ISPublicSites Code Analysis: Comprehensive Quality Review Across 8 Repositories

Session Date: 2026-01-16
Project: ISPublicSites (Multi-Repository Analysis)
Focus: Code quality assessment using ast-grep-mcp analysis tools
Session Type: Analysis and Assessment

Executive Summary

Completed a comprehensive code quality analysis across all 8 repositories in the ISPublicSites directory using the ast-grep-mcp MCP server’s 47 analysis tools. The analysis covered 6,991 source files across Python, TypeScript, and JavaScript codebases, identifying 149 functions exceeding complexity thresholds, 6,809 code smells, and 4 security warnings (all verified as false positives).

The most critical finding is that 3 repositories require urgent attention: AnalyticsBot (worst function score: 310), AlephAuto (worst: 253), and ToolVisualizer (worst: 230).
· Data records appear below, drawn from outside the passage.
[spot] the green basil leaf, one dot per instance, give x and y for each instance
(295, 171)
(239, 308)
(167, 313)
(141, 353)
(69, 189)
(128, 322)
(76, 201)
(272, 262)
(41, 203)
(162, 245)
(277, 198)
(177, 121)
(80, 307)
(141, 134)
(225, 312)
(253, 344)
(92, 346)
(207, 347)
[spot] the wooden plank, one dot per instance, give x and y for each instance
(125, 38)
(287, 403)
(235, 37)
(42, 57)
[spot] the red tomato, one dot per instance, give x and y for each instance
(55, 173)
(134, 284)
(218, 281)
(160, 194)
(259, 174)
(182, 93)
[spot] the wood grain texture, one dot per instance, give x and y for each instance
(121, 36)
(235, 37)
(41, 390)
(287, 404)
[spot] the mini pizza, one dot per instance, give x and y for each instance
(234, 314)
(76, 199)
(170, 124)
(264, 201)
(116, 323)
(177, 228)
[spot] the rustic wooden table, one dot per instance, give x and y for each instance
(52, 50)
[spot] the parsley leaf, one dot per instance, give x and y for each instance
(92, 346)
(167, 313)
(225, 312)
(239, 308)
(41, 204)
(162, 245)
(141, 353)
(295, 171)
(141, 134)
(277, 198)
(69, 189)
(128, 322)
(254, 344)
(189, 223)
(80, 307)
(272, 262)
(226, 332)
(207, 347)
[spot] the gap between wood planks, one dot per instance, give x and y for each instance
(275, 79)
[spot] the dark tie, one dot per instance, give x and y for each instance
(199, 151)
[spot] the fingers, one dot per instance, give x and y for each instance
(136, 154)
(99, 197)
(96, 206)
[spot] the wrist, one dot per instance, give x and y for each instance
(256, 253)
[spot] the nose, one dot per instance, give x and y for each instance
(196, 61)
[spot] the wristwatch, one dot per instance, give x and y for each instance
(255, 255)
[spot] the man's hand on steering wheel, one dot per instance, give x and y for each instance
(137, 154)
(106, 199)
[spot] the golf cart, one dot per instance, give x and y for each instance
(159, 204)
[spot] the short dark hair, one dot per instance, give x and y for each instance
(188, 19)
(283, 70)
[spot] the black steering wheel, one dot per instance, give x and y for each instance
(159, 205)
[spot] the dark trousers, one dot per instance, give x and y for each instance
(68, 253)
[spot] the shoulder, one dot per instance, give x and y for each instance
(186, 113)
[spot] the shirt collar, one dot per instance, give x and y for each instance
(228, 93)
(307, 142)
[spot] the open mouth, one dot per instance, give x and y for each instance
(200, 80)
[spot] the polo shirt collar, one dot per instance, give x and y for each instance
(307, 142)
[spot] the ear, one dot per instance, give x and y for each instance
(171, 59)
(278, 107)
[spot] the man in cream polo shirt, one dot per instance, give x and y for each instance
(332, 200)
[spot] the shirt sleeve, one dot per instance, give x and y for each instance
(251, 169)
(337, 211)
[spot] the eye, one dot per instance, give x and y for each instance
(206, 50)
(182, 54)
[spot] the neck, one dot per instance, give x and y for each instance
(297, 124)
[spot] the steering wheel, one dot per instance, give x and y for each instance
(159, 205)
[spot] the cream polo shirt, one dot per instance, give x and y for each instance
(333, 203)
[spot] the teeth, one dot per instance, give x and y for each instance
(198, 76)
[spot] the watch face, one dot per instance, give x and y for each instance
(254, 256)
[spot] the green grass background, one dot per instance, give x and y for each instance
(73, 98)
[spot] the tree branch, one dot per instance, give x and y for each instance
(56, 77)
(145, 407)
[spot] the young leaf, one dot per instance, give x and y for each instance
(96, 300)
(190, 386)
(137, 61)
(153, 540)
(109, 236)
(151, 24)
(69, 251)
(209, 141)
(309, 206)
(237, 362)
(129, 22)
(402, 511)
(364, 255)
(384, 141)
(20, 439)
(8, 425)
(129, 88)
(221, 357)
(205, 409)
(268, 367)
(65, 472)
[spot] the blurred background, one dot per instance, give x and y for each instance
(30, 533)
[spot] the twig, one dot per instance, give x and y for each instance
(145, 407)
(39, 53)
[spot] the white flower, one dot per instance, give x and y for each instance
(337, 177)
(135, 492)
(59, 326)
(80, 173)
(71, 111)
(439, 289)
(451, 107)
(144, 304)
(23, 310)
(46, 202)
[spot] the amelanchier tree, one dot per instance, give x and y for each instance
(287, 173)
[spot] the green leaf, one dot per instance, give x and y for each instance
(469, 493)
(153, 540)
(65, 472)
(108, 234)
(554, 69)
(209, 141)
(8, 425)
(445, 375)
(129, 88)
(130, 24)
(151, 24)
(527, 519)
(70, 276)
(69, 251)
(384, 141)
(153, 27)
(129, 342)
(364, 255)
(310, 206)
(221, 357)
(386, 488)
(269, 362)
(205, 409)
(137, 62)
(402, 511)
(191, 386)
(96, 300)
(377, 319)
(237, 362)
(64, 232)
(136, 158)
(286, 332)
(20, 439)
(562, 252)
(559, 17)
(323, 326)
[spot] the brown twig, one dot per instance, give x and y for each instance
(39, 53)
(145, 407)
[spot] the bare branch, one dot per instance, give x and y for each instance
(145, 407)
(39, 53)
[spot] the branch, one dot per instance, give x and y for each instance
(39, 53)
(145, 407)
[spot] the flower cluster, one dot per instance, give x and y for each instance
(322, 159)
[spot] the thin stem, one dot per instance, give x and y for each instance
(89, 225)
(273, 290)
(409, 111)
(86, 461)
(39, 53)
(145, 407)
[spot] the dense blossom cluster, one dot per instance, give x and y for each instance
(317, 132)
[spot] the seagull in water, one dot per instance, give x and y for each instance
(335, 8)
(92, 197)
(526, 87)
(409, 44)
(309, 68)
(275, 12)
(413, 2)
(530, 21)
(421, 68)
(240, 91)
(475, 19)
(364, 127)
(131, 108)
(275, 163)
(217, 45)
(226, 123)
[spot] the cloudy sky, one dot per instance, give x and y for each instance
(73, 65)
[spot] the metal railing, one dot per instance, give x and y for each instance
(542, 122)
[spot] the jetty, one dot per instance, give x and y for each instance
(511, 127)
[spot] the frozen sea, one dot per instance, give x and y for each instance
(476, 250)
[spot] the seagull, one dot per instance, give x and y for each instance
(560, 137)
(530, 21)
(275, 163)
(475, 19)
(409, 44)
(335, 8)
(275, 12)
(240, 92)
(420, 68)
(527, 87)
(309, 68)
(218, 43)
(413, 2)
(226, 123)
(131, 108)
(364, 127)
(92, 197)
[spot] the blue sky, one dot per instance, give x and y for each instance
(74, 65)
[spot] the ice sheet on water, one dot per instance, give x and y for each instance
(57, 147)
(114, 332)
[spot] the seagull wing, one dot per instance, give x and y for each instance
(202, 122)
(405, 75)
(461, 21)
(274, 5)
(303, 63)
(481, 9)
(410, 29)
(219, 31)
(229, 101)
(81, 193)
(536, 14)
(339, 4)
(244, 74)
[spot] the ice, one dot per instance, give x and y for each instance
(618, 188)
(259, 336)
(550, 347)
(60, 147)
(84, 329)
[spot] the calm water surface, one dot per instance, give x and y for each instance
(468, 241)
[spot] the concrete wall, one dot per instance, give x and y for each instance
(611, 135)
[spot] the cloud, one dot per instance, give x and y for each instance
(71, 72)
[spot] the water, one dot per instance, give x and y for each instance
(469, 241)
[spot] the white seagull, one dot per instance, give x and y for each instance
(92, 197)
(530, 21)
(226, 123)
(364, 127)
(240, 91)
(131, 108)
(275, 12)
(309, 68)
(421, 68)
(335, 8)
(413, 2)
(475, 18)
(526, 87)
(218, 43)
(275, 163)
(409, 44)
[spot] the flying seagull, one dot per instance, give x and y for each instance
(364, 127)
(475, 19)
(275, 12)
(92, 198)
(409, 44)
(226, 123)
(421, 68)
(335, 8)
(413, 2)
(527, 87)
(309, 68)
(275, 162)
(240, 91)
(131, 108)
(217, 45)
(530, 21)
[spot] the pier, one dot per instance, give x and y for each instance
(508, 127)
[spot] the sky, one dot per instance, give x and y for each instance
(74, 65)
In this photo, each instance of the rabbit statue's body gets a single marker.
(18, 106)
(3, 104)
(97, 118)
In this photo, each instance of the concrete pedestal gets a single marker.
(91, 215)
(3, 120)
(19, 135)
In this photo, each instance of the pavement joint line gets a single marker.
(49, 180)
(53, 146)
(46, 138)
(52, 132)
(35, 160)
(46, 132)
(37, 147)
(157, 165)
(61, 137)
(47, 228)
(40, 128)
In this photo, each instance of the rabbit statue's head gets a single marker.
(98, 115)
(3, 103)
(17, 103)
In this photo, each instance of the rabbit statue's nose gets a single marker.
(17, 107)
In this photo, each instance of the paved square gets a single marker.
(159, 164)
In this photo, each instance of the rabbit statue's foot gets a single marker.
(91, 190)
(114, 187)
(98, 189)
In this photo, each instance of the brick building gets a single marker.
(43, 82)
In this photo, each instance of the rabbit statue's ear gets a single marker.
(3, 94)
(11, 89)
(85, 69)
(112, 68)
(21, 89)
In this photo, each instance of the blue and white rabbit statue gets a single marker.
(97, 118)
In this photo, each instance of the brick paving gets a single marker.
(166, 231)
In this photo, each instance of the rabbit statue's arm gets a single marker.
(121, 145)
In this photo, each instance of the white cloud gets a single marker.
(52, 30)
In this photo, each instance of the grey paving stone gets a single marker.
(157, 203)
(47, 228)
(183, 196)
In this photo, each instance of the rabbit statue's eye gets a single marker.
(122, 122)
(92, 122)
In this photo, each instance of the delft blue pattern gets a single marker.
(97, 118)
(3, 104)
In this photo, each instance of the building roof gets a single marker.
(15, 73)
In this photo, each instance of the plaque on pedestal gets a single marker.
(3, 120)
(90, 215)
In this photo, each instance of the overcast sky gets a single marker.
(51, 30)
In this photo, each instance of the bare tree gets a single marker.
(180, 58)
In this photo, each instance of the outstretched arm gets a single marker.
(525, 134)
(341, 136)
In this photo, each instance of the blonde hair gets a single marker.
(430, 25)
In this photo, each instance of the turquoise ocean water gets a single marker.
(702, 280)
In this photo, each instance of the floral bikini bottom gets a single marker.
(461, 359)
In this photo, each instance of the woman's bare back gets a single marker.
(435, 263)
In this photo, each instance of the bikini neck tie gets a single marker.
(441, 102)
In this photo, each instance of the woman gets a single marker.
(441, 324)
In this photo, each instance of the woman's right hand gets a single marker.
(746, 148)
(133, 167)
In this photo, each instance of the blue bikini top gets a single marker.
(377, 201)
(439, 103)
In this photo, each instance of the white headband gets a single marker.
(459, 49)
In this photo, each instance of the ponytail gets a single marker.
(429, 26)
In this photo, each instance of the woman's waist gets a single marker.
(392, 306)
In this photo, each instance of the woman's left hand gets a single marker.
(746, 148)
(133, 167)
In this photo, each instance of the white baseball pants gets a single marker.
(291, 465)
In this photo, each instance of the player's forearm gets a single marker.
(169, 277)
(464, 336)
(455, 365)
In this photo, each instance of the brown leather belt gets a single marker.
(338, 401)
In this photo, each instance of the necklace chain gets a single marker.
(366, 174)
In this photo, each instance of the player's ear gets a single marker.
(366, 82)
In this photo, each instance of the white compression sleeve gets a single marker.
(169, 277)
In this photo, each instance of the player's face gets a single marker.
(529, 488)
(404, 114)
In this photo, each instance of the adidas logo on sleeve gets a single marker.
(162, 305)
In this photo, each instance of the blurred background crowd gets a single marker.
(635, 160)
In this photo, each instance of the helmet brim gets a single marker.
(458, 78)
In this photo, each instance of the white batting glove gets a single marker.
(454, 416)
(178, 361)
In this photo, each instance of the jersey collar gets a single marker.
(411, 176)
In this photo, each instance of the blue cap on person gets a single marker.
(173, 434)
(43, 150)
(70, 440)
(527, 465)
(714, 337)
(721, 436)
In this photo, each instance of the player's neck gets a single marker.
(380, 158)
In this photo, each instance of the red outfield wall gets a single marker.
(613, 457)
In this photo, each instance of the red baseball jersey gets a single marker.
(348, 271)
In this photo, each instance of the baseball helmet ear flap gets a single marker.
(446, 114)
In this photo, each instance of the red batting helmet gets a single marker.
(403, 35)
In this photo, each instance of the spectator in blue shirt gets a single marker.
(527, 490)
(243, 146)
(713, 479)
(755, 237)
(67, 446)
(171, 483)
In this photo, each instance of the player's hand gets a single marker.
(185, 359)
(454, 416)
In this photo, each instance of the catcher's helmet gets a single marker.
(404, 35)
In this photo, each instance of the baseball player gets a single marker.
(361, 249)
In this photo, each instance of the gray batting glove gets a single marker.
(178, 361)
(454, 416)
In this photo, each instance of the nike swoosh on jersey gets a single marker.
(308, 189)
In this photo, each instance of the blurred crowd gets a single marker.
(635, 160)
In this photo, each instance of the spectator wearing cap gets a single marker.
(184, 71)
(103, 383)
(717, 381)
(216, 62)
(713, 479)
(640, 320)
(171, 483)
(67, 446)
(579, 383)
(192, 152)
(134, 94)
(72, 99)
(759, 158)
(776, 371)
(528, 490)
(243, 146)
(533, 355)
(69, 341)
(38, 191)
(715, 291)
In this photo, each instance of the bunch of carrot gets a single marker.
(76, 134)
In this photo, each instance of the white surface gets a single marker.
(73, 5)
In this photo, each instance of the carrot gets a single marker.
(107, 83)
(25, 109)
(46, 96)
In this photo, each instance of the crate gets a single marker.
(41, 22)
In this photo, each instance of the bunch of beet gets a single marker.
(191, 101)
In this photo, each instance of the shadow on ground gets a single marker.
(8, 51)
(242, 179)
The single highest-priority refactoring target is configure_analytics.py in AnalyticsBot, where a data-driven mapping approach could achieve 80% complexity reduction.

Key Metrics:

Metric	Value
Repositories Analyzed	7 (1 empty)
Total Source Files	6,991
Functions Analyzed	773
High-Complexity Functions	149 (19%)
Code Smells Detected	6,809
Security Issues	4 (all false positives)
Duplicate Code Blocks	0

Repository Overview

Repository	Language	Files	Complex Functions	Code Smells	Security	Priority
AlephAuto	Python	525	31/101 (31%)	185	0	URGENT
AnalyticsBot	Python	5,533	30/86 (35%)	117	0	URGENT
IntegrityStudio	-	0	-	-	-	N/A
IntegrityStudio.ai	TypeScript	152	6/104 (6%)	3,790	0	LOW
IntegrityStudio.ai2	JavaScript	10	2/277 (1%)	350	0	LOW
SingleSiteScraper	TypeScript	57	5/8 (63%)	2,252	0	MEDIUM
tcad-scraper	TypeScript	278	29/89 (33%)	4	4 (FP)	HIGH
ToolVisualizer	Python	436	46/108 (43%)	111	0	URGENT

Analysis Tools Used

Four primary tools from the ast-grep-mcp server (47 tools total):

analyze_complexity - Cyclomatic complexity, cognitive complexity, nesting depth, function length
detect_code_smells - Anti-pattern detection (long methods, deep nesting, god classes)
detect_security_issues - Vulnerability scanning (CWE-based detection)
find_duplication - Duplicate code block detection

Complexity Thresholds Applied

Metric	Warning	Critical
Cyclomatic Complexity	>10	>20
Cognitive Complexity	>15	>30
Nesting Depth	>4	>6
Function Length	>50 lines	>100 lines

Top 10 Functions Requiring Refactoring

Ranked by composite score: (Cyclomatic * 2) + (Cognitive * 2) + (Lines * 0.5) + (Nesting * 10)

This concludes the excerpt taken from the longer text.